Record Store Day interview with Kurt Vile
Before I got to talk to Meg Baird, I saw Kurt Vile wandering around AKA Records, sifting through vinyl, singing along to The Kinks tunes playing overhead. Honestly, I was a bit hesitant to approach the guy who put out an amazing record in Childish Prodigy. Great records sometimes create bigger ideas of artists, but luckily for The Pistola, he was actually very receptive and kind about the interview request.
Following a very loud set with the Violators at a jam-packed Beautiful World Syndicate in South Philadelphia, Kurt made sure he said his ‘goodbyes’ and finished off his Yuengling, and we got to talking.
The Pistola: Did you ever own any bad records, or like bands that haven’t exactly stood the test of time?
Kurt Vile: Well, if you’re talking about vinyl; when I was a kid, I did have some vinyl. I used my mom’s record player when I started realizing bands put out seven-inches – like Beck or Pavement. But before then I was listening to Pennywise. That’s kind of bad. I was listening to that new-school punk that’s not new-school any more. I don’t really know what you mean by bad…
The Pistola: Well, stuff you wouldn’t readily play now, or might be hesitant to play in front of certain people.
KV: I definitely wouldn’t put on Pennywise CDs. I would probably put on Rancid for old time’s sake. I probably wouldn’t put on NOFX. Or, I would, for memories. I think the worst are bad alternative bands, like this band The Candyskins that were real bad. I remember listening to them in junior high.
The Pistola: How did you hear about these bands?
KV: Listening to the radio in Lansdowne – WDRE. They’re actually not that bad. That’s where I first heard about Beck and Pavement, but they played the Goo Goo Dolls and everything, too. There were just certain bad alternative bands I had CDs by from a local CD store – CR CDs in Lansdowne.
The Pistola: When did you first feel like you had a connection to a record store?
KV: Once I got into vinyl I went into the city all the time. The Philadelphia Record Exchange was probably the first place I went. I used to go there and still go there. I went to Noise Pollution and all those South Street stores. I went to (Sound of Market) Jazsound.
The Pistola: Did you meet people who were able to recommend things you felt you should have already been listening to?
KV: Not really, until I moved up to Boston, when everyone was going to college and I wasn’t. I was 20 or 21. Everyone was listening to John Fahey and Brian Eno and all that cooler stuff like Richard Hell and the Voidoids. The punk stuff didn’t hit me ‘til later, and maybe at that time I wouldn’t admit I listened to this or that, but now I really don’t care.
The Pistola: Yeah, it’s all relevant to how you listen to things.
KV: I was into the Spin Doctors. I don’t like them anymore. One of my first concerts was Counting Crows. I remember the day I went to that concert. I got Beck’s “Loser” single and then I went to that concert. I still like the Counting Crows, though. Thankfully, they have weirder stuff. I don’t know if it’s weird but some find it passé. I’m real nostalgic about Beck, still.

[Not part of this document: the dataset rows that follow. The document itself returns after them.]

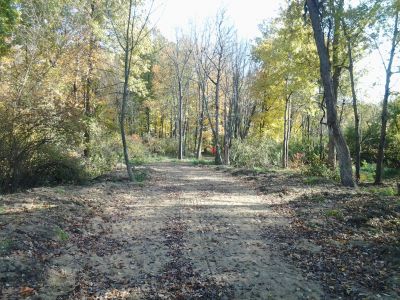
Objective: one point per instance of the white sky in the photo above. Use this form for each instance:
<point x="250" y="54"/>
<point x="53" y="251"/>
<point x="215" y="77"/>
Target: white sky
<point x="246" y="15"/>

The Pistola: I saw you at AKA and you performed here earlier, so you’ve been supporting RSD throughout the day. How do you feel about using exclusives and live performances to promote records for one day?
KV: This is the first time I’ve played Record Store Day and the second year I even knew about Record Store Day. I’m glad to do it. It was nice to come to Beautiful World Syndicate, because I come here and I never met (owner) Jon (Yates) before. And I’m friendly with places like AKA, the Record Exchange and Tequila Sunrise – it’s nice to know the people at these record stores. And also, you go in, and you know they’re people who love music.
The Pistola: Its great having that relationship with the people who work at record stores, not just so you can go to get what you want, but they eventually learn what you want, too.
KV: Record stores are funny too, like, once you get at the stage I’m at where I’ve been going forever and you’re friendly with the people who work there…once you’re trying to make it, you realize you have to go to record stores all the time to see who’s coming out. You make friends with the record guys, and once you’re in there, even if you can’t find what you want, you still have to leave with a few records.
The Pistola: Yeah! I can’t go to a record store and not buy something.
KV: Yeah, because you want to give them business. I definitely sympathize, even now that I have records out. I’m not trying to be like ‘Help out the record industry so I can make a living! It’s not fair! Fuck Napster!’ because even with downloads and how sales aren’t what they used to be, it helps.
The Pistola: Can you recommend one album you think everyone should have?
KV: There’s so many, but I’ll say right now one of my favorite records is Nick Drake’s Bryter Layter. I love Joni Mitchell, too. I’m still obsessed with her. But I have her stuff and now I’m finding Bryter Layter.